Think of the 2000# as the WLL for dynamic forces when blocking big wood out. Know the fall factor of the load, or the cycles to failure will get you after a wile.

Everyone who has used it has picked out much heavier loads.

As you work with it you learn to use different ropes, high streach for dynamic loads, low streach for gentle picks.

Backing up a rig point is allways a good idea, one way you can do this is to use several blocks in the tree so you are distibuting the load between stems.


----------



## John Paul Sanborn (Dec 26, 2006)

(WLL) said:


> if you try to lift more than tool can handle the rope just sits there while the tool spins ...



When this happens, try loosening up the coil around the winch drum so that it will push up onto the back slope. this way you can usually get an extra wrap or two in to give the needed friction.

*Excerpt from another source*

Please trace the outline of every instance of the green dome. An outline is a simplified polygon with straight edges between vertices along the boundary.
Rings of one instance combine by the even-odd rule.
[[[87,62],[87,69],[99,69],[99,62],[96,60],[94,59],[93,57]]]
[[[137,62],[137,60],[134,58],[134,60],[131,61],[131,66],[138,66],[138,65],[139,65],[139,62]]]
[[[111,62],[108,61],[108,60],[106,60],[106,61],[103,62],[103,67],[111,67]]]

On the off occasion where you've mistaken the estimated load, having a third man hold the rope to tail it will usually help get things started.


----------



## Kneejerk Bombas (Dec 26, 2006)

Nobody knows the line pull this tool will generate? 
There was a promotinal picture that showed a pick up truck with the back end up in the air, so I'd guess it could lift at least 800 or a 1000 pounds. I never saw the one lifting a whole truck, I'd like to know how they did that.


----------



## John Paul Sanborn (Dec 26, 2006)

Mike Maas said:


> so I'd guess it could lift at least 800 or a 1000 pounds.



I've read somewhere that an average person can move 75% of their weight standing. So 200# person =150.

With 12:1 MA that would be 1800# optimal output.

IF you have a high tie on a leader that you are hinging up, you will not put the whole load onto the system untill the load comes off the hinge. So system output is only one concideration you need to make when operating the winch (I know you know, I just needed to bring it upopcorn: ).


----------



## Kneejerk Bombas (Dec 26, 2006)

John Paul Sanborn said:


> I've read somewhere that an average person can move 75% of their weight standing. So 200# person =150.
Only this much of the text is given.